Suppose you’re a No. 4 or No. 5 caliber NCAA Tournament team.
You’re Wichita State, an upstart mid-major that’s playing their best basketball at the right time.
You’re elated that you’ve shot up the dozens of bracketology boards.
You’re a real team! A Regional Final contender!
On Selection Sunday, a few hours before the brackets are released, a tipster comes up to you, head coach Gregg Marshall, and says he knows who the Shockers have been paired with for their first round NCAA Tournament game. He can’t reveal the opponent’s name, but can say they possess the following characteristics:
- Two five-star recruits.
- Four four-star recruits.
- Two NBA lottery picks.
- Winner of three national championships since 1999.
If you’re Gregg Marshall, you’d probably respond with something like, “OK, Mister, that smells a lot like UConn!…Wait, I thought we were going to be a five seed?”
As confounding as it may sound, this is the type of pairing we could see on Selection Sunday.
The UConn Huskies are bad; bad in the dysfunctional sense. From playing uninspired basketball down in Bahamas, to getting laughed out of the KFC Yum Center a month ago, to not even really getting one correct answer during ESPN College Gameday’s “Know Your Teammate” segment, the Huskies have looked like anything but a defending national champion.
Following tonight’s loss at Providence, in which they blew a 10-point second half lead, the Huskies are now truly on the wrong side of the bubble. Because of their name, we’ve given this team a number of chances to redeem themselves by calling every next game in February the “must win” game.

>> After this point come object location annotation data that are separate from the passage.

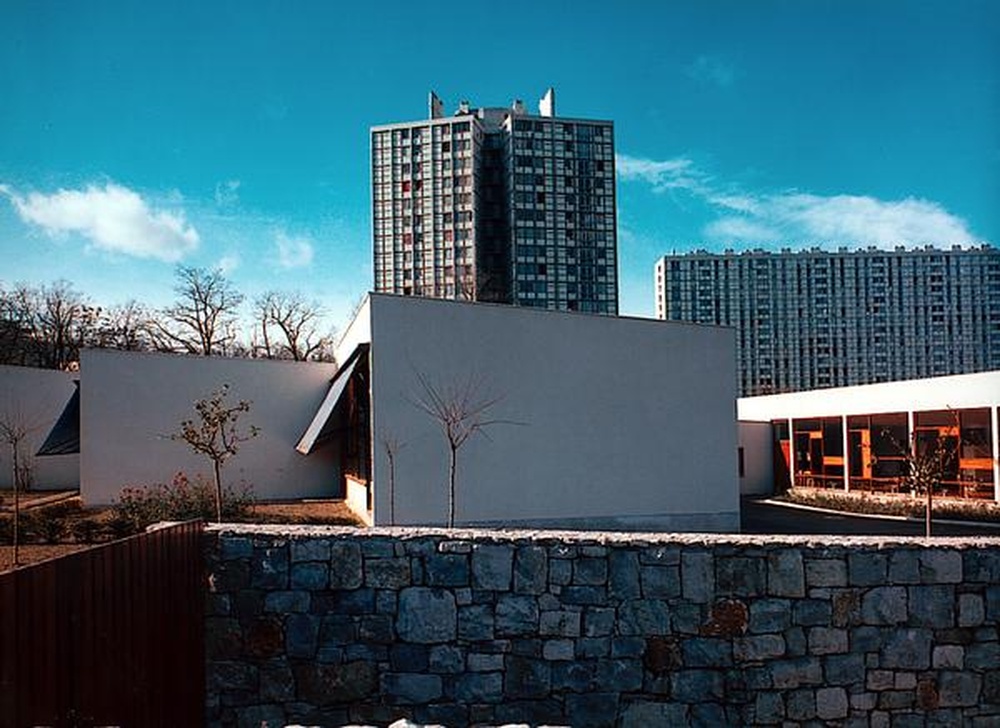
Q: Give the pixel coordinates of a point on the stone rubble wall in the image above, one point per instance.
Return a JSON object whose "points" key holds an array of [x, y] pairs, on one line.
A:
{"points": [[333, 626]]}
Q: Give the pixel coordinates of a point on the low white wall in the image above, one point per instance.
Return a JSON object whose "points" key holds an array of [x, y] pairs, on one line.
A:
{"points": [[36, 398], [131, 403], [756, 442], [608, 422]]}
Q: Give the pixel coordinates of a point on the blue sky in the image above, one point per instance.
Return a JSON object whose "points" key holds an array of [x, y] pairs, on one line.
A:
{"points": [[138, 135]]}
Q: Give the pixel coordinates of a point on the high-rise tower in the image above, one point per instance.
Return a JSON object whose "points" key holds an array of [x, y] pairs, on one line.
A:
{"points": [[496, 204]]}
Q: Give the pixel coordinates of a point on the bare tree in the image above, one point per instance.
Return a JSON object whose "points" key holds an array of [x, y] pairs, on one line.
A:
{"points": [[392, 445], [204, 318], [287, 325], [127, 327], [461, 410], [14, 429], [926, 463], [214, 434]]}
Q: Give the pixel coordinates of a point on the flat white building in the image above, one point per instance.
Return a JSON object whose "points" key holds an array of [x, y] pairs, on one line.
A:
{"points": [[813, 319], [497, 205], [859, 438]]}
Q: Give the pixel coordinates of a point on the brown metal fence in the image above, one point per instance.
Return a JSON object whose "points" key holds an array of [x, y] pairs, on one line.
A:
{"points": [[113, 635]]}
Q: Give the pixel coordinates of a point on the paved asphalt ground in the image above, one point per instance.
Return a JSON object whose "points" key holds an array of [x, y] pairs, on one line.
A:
{"points": [[760, 517]]}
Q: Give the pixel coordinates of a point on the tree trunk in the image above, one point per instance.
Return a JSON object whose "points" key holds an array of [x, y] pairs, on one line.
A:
{"points": [[17, 511], [451, 488], [218, 491], [929, 511]]}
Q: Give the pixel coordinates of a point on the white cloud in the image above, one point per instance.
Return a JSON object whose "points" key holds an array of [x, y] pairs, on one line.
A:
{"points": [[293, 252], [227, 193], [113, 218], [228, 263], [712, 69], [794, 218]]}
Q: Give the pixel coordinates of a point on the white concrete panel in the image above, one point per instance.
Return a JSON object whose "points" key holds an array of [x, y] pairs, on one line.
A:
{"points": [[756, 442], [131, 403], [610, 422], [36, 398], [955, 392]]}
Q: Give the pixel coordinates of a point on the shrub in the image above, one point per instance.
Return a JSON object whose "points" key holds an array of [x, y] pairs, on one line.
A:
{"points": [[180, 500]]}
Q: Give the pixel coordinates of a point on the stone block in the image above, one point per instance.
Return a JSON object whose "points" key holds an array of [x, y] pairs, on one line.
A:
{"points": [[445, 659], [492, 566], [785, 574], [531, 572], [593, 647], [768, 708], [791, 674], [623, 575], [660, 582], [235, 547], [948, 656], [971, 611], [590, 571], [770, 615], [426, 615], [451, 570], [558, 650], [758, 647], [800, 705], [310, 549], [940, 566], [592, 709], [932, 606], [309, 576], [376, 628], [560, 571], [646, 713], [707, 652], [810, 612], [484, 662], [907, 649], [301, 633], [698, 576], [277, 683], [516, 616], [327, 685], [526, 677], [740, 576], [982, 656], [269, 568], [559, 624], [345, 565], [904, 566], [410, 687], [959, 689], [409, 658], [697, 686], [475, 622], [867, 568], [831, 703], [284, 602], [843, 669], [827, 641], [254, 716], [826, 572], [392, 573], [598, 621], [643, 617], [884, 605]]}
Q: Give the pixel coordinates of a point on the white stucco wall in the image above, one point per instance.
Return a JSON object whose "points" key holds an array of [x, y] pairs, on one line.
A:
{"points": [[756, 441], [36, 397], [623, 423], [131, 403]]}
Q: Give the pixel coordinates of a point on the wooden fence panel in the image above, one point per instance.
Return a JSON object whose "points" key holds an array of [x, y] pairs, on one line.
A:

Saturday, their regular season finale at home to Pittsburgh, is a “can’t lose.” I can promise you that there is zero wiggle room available.
But let’s say that UConn does make the tournament. With a losing record in the Big East, no impressive non-conference victories outside of Florida State to speak of, and only two wins against top 25 teams, the best at-large berth they could earn would be an 11 or 12 seed.
While the First Four has created two extra at-large spots, it’s still the bottom of the barrel for non automatic qualifiers. A place where teams put on a front about their excitement to be part of the Big Dance all while knowing they and have plenty to prove.
This land would be uncharted territory for such a successful program, but that’s where the Huskies may find themselves two weeks from now: matched-up against a higher seeded team that possesses far less talent.
How would a team like Wichita State feel?
Surely they would tell the media they embrace the challenge, but deep down they would have to be ticked that the tournament committee did them no favors.
This was a pre-season top 10 team! And with good reason!
A team like the Shockers could conceivably play a team like the Huskies, a complete flip of the script when it comes to early round NCAA Tournament match-ups.
The Huskies may lack fight, but they’ll be a challenging knock-out if they hear their name called on March 11th.